Es gibt Elektrische Druckregelventile. Entweder mit Analog oder Ansteuerung per Feldbus.
Je nach Ausführung mit eingebauter Sensorik und Regelung.


----------



## sebi114 (30 August 2019)

Ok danke. 

Und da die Anlage mit Hydrauliköl betrieben werden soll ist es sinnvoll den Schlauch anschließend mit Luft auszublasen? 
Wie kann ich den Ausblasevorgang hydraulisch umsetzen?


----------



## Blockmove (30 August 2019)

sebi114 schrieb:


> Ok danke.
> 
> Und da die Anlage mit Hydrauliköl betrieben werden soll ist es sinnvoll den Schlauch anschließend mit Luft auszublasen?
> Wie kann ich den Ausblasevorgang hydraulisch umsetzen?


Nimm hydraulische Sitzventile. Damit hast du kein Problem mit Lecköl


----------



## Onkel Dagobert (30 August 2019)

sebi114 schrieb:


> .. Nach 30min abdrücken ..


Wie warm ist das Hydrauliköl? Wie genau muss die Dichtheitsprüfung arbeiten? Muss man hier eventuell einen Druckabfall durch Abkühlung des Mediums berücksichtigen?


----------



## Benjamin (30 August 2019)

sebi114 schrieb:


> Nun zu meiner Frage: Wie würdet ihr das Problem mit dem Regeln zum Prüfdruck lösen (Ventil,...) ?



Bin mir nicht sicher, ob du hier mit einem Regelventil glücklich wirst. Der Prüfdruck soll ja erreicht, aber nicht überschritten werden.

Denke eher, dass man dies zweistufig aufbaut. Zuerst mit niedrigem Druck (~ 40 bar) den Schlauch füllen. Dies ist einfach und leicht umzusetzen.

Zum Einstellen des Prüfdrucks (~ 1,5 x P_d ~ 300 bar) fallen mir mehrere Möglichkeiten ein. 

 Maximalen Systemdruck über eine sehr, sehr kleine Blende zuschalten 
 Eine Pumpe mit sehr kleinem Fördervolumen den Druck aufbauen lassen
 Einen sehr kleinen Hydraulikzylinder als Druckquelle verwenden. Dies wäre analog zu einem "normalen" Abpressvorgang über eine Handpumpe

Interessant wird es dann noch, wie man den Abrpessvorgang erfasst. Eventuelle Leckagen über die Ventile müssen auch beachtet werden.

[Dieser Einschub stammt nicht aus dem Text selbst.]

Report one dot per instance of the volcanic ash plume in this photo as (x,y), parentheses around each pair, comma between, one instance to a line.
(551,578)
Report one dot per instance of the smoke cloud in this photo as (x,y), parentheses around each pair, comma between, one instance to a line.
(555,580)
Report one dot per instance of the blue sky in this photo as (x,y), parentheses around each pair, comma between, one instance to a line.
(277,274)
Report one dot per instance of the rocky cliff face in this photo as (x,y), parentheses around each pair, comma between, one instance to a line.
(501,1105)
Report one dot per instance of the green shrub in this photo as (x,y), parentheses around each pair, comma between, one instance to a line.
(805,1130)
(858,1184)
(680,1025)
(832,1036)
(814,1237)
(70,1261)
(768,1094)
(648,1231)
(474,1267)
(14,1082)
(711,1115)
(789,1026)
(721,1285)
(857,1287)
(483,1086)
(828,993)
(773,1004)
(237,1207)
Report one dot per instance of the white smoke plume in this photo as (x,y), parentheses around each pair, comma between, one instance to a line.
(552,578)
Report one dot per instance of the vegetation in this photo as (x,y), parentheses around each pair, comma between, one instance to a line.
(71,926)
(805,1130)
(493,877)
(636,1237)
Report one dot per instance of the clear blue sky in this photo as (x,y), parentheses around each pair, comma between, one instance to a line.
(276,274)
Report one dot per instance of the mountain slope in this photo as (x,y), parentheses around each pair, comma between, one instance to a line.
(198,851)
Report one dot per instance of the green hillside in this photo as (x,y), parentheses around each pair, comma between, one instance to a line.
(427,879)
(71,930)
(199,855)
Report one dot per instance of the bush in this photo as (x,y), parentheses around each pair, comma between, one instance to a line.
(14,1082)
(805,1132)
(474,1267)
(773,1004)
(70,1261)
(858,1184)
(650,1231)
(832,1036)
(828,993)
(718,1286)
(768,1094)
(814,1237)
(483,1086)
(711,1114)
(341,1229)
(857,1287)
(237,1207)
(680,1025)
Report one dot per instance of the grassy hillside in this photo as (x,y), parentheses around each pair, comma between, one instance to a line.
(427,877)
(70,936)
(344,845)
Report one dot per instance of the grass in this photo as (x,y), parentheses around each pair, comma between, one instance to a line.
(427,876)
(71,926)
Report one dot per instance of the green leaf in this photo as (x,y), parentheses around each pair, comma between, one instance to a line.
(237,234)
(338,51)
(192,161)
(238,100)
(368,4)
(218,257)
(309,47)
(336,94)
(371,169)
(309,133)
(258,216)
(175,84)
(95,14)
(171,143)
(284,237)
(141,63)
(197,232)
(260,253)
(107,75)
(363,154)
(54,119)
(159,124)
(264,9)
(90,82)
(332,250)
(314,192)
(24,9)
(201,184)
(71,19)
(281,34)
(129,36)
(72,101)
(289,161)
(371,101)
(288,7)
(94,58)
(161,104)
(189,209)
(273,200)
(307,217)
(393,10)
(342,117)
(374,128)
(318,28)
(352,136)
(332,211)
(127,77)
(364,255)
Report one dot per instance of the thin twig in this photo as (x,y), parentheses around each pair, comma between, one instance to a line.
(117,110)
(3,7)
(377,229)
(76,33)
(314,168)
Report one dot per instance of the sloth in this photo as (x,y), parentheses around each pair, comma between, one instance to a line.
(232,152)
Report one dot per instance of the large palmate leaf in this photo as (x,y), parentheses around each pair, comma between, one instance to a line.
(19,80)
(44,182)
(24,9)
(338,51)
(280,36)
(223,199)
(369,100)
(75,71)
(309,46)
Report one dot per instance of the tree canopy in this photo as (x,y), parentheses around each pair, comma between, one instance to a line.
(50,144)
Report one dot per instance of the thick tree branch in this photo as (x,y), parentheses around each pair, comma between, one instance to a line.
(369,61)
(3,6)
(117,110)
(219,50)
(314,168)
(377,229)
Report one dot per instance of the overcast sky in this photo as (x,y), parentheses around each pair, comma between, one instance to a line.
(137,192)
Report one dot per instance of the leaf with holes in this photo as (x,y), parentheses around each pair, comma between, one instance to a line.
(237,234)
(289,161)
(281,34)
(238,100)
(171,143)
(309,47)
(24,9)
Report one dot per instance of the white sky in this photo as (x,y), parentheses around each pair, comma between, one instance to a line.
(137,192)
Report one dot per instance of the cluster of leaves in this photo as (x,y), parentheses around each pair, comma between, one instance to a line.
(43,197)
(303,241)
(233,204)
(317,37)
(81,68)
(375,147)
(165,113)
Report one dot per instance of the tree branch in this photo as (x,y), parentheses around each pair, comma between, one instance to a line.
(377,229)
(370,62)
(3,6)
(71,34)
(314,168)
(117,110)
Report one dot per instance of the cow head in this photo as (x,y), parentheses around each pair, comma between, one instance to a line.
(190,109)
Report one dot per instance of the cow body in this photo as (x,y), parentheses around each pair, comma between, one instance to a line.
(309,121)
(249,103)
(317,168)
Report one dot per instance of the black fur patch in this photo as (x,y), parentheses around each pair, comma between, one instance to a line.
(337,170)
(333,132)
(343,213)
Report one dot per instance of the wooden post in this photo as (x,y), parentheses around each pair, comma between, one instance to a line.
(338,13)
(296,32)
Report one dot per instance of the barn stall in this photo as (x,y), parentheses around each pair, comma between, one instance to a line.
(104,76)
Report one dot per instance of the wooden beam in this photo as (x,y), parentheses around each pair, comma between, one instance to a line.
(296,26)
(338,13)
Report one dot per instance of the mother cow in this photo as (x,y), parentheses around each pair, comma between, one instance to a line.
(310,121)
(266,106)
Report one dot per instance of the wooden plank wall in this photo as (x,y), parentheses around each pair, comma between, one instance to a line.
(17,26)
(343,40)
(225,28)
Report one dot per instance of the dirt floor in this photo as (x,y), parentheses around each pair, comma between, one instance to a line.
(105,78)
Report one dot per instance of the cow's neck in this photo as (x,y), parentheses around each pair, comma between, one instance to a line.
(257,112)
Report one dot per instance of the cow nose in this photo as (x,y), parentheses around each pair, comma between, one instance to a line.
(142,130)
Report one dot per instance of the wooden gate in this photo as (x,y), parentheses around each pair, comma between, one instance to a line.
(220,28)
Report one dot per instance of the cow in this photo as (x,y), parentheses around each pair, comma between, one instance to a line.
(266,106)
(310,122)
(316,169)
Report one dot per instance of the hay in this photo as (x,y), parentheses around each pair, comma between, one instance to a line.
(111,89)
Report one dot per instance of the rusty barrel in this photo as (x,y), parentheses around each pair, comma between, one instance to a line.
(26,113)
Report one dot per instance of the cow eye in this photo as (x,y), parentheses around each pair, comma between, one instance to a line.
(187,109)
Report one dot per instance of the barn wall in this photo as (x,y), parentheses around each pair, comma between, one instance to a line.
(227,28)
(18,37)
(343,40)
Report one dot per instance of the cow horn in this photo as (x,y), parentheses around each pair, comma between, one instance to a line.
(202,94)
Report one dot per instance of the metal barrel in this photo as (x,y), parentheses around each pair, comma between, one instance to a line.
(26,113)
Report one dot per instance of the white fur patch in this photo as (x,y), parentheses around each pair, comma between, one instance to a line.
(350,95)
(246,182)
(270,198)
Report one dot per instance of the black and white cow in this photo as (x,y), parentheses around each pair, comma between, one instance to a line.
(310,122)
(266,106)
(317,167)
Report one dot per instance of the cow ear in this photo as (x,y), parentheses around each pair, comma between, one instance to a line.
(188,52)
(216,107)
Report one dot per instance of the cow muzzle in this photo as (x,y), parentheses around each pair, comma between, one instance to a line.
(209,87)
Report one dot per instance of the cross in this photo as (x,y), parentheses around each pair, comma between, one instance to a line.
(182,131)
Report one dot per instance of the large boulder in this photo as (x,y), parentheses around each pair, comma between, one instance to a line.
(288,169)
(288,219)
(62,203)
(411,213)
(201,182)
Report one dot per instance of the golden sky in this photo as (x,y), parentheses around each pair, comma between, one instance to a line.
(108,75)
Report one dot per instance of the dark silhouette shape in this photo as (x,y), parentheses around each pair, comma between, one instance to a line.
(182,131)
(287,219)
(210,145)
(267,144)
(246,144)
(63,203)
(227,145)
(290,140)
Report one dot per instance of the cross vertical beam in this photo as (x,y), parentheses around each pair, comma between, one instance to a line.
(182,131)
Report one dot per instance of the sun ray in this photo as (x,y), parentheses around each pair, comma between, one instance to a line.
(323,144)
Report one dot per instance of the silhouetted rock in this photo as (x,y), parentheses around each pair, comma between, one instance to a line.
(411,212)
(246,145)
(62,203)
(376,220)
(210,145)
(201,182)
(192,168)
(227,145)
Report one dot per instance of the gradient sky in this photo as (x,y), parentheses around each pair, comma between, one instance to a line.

Die Anwendung finde ich aber interessant.


----------



## Benjamin (30 August 2019)

sebi114 schrieb:


> Wie kann ich den Ausblasevorgang hydraulisch umsetzen?



Du kannst über Hydraulikventile problemlos Luft leiten.


----------



## sebi114 (30 August 2019)

Onkel Dagobert schrieb:


> Wie warm ist das Hydrauliköl? Wie genau muss die Dichtheitsprüfung arbeiten? Muss man hier eventuell einen Druckabfall durch Abkühlung des Mediums berücksichtigen?



Also ich habe nicht vor das Öl vorzuheizen. D.h. Raumtemperatur.
Ja es geht nur darum einen Schlauch mit z.b. 1,5fachen Betriebsdruck über die Dauer einer halben h zu prüfen. 
Das ganze muss nicht sehr genau sein, da im Falle der Undichtigkeit des Schlauchs der Druckabfall sowieso immens wäre.


----------



## sebi114 (30 August 2019)

Benjamin schrieb:


> Bin mir nicht sicher, ob du hier mit einem Regelventil glücklich wirst. Der Prüfdruck soll ja erreicht, aber nicht überschritten werden.
> 
> Denke eher, dass man dies zweistufig aufbaut. Zuerst mit niedrigem Druck (~ 40 bar) den Schlauch füllen. Dies ist einfach und leicht umzusetzen.
> 
> ...




Das stimmt, der Prüfdruck sollte nicht überschritten werden.
Ja an eine kleine Pumpe habe ich ebenfalls gedacht und diese Methode gefällt mir auch ziemlich gut. 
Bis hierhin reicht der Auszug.